Gulf Shores

Gulf Shores
Photographer Patricia Gulick

Saturday, March 7, 2015

3/6/15 RMB Glory



3/6/15 RMB Glory

Dear Rita Mae Brown,
Tonight my nephew trio and I watched the movie Glory about the 54th Union regiment in the Civil War, the first all black volunteer regiment. It is what I call a “learning show”. This one teaches of history. Sometimes we watch Andy Griffith or a bilingual children’s show to help them learn Spanish, or just an old black and white show to let them see how things were and so on. 

I debated with myself over this. Do three rambunctious boys need to see more violence? Ultimately, the way the movie touched me, led me to the decision to share it with them. The questions they asked and their connection made between this film’s message and The Butler’s, gave me cause to think I made the right choice.

The time frame between the two films illustrates the distance we traveled in 100 years from the 1860’s to the 1960’s. And the situation in Ferguson, Missouri reminds us we have some distance to go.
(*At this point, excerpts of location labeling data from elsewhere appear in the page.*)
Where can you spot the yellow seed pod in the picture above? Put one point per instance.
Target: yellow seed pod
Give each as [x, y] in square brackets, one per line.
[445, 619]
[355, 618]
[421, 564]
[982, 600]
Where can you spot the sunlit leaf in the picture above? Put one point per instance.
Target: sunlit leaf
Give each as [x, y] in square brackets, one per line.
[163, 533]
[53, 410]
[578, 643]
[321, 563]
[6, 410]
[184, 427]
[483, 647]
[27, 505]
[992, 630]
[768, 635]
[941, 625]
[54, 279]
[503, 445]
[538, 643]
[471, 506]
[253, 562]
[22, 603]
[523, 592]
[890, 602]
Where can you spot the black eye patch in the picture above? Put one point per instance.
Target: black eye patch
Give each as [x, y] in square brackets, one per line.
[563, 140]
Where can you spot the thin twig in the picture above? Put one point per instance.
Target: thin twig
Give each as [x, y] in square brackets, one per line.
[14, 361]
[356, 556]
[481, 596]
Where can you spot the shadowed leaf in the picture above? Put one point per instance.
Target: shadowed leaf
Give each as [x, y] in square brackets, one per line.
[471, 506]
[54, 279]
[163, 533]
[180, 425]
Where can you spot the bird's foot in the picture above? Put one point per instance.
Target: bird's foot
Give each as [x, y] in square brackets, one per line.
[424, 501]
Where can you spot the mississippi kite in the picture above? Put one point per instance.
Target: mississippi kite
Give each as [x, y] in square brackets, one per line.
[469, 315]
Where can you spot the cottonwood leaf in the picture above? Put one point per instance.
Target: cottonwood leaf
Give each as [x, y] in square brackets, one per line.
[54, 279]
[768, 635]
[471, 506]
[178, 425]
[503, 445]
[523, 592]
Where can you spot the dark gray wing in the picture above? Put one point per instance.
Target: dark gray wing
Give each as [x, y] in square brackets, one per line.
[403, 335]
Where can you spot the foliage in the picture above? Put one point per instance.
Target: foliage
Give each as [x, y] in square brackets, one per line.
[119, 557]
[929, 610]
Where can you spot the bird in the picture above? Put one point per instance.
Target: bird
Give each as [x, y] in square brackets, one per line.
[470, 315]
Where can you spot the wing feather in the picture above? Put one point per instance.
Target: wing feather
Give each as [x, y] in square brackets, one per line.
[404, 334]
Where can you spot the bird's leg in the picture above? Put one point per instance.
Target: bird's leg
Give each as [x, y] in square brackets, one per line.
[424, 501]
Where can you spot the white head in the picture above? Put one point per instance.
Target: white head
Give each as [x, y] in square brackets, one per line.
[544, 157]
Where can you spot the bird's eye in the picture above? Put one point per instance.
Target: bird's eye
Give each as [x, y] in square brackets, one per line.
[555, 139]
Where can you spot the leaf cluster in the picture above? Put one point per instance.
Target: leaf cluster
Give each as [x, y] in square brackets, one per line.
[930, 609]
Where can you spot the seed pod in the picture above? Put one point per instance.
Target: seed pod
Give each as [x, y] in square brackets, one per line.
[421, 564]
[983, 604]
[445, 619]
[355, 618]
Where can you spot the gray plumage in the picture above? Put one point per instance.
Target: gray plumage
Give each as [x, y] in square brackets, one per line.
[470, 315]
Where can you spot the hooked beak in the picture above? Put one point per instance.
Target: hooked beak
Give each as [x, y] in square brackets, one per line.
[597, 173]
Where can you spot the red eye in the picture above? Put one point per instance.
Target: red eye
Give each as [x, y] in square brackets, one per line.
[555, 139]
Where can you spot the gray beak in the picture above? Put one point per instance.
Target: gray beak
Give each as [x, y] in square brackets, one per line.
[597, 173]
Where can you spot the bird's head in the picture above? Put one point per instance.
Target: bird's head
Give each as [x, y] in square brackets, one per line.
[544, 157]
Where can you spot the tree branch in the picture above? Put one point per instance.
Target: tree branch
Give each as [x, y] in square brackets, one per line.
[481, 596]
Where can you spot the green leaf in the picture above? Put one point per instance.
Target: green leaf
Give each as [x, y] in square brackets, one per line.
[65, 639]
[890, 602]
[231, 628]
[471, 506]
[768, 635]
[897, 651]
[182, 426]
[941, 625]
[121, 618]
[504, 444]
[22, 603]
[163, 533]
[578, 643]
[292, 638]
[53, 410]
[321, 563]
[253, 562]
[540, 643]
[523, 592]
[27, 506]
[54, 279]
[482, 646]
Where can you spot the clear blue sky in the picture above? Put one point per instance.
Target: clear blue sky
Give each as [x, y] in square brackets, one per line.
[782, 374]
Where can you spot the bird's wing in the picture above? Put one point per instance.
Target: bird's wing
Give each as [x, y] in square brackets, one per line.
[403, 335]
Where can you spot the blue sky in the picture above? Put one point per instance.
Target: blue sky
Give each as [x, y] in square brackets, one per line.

Yet I still wonder, if we taught only of instances of peace from our past and peaceful ways, would peace prevail? In nature there is conflict and neither peace nor anything else is necessarily taught. Do animals learn by example or are their tendencies simply instinct? What is the best path to the place where we all get along?

Early in the film, Colonel Robert G. Shaw writes home to his mother, “We fight for men and women whose poetry is not yet written…”  

I search for peace for a generation not yet born.